Thai Shrimpcakes
Total Time: 45 mins
Preparation Time: 30 mins
Cook Time: 15 mins
Ingredients
- Servings: 2
- 16 uncooked large shrimp, peeled, deveined (about 1 pound)
- 1 large egg
- 1 green onion, sliced
- 2 tablespoons fresh lemon juice
- 1 tablespoon dijon mustard
- 1 tablespoon fresh cilantro, minced
- 1/2 teaspoon sriracha sauce (found in the international section in the supermarket)
- 1/2 teaspoon salt
- 1 pinch ground black pepper
- 2 cups panko breadcrumbs, divided (breadcrumbs)

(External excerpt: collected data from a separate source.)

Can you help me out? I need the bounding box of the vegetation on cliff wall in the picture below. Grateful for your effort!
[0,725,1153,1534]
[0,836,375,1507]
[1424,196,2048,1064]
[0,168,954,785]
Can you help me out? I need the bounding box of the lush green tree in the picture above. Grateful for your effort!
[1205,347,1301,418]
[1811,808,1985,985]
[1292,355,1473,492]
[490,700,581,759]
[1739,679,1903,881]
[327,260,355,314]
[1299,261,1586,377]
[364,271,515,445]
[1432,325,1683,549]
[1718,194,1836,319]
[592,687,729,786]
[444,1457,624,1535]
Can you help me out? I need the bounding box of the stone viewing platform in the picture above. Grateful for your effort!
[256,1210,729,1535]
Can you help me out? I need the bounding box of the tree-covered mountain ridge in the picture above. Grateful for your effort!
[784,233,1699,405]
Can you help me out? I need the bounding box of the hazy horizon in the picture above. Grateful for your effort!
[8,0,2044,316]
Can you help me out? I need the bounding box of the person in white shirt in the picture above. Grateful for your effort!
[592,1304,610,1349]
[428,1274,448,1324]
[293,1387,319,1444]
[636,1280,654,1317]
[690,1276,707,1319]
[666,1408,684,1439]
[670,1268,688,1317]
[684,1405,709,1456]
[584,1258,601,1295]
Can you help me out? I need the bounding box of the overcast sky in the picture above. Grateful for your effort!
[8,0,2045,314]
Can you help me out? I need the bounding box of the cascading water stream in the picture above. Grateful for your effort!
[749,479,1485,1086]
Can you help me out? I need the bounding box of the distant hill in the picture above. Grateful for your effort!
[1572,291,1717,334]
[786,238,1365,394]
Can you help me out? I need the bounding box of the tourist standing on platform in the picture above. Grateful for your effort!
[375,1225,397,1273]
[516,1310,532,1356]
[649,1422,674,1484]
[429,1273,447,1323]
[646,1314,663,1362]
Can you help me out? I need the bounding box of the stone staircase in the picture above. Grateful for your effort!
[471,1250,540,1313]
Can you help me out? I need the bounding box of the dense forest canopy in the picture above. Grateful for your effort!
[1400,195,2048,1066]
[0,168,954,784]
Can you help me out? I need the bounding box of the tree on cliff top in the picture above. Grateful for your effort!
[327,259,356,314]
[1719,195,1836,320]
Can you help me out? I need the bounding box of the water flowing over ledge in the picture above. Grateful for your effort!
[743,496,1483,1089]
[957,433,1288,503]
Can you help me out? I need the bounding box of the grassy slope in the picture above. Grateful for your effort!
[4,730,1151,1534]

- 2 tablespoons peanut oil (or more)
Recipe
- 1 coarsely chop shrimp in processor.
- 2 add egg, green onion, lemon juice, mustard, cilantro, sriracha sauce, salt, and pepper. blend in using on/off turns.
- 3 add 1 cup panko and blend in using on/off turns.
- 4 form mixture into twelve 3-inch" diameter cakes.
- 5 roll cakes in remaining 1 cup panko.
- 6 transfer cakes to waxed-paper-lined baking sheet. refrigerate 10 minutes. (can be made up to 4 hours ahead. cover, and refrigerate.).
- 7 heat 2 tablespoons peanut oil in heavy large skillet, over medium-high heat.
- 8 working in batches, fry cakes until cooked through and golden brown on both sides, adding more oil to skillet as needed, about 6 minutes.
- 9 place on paper towels to absorb any oil after frying.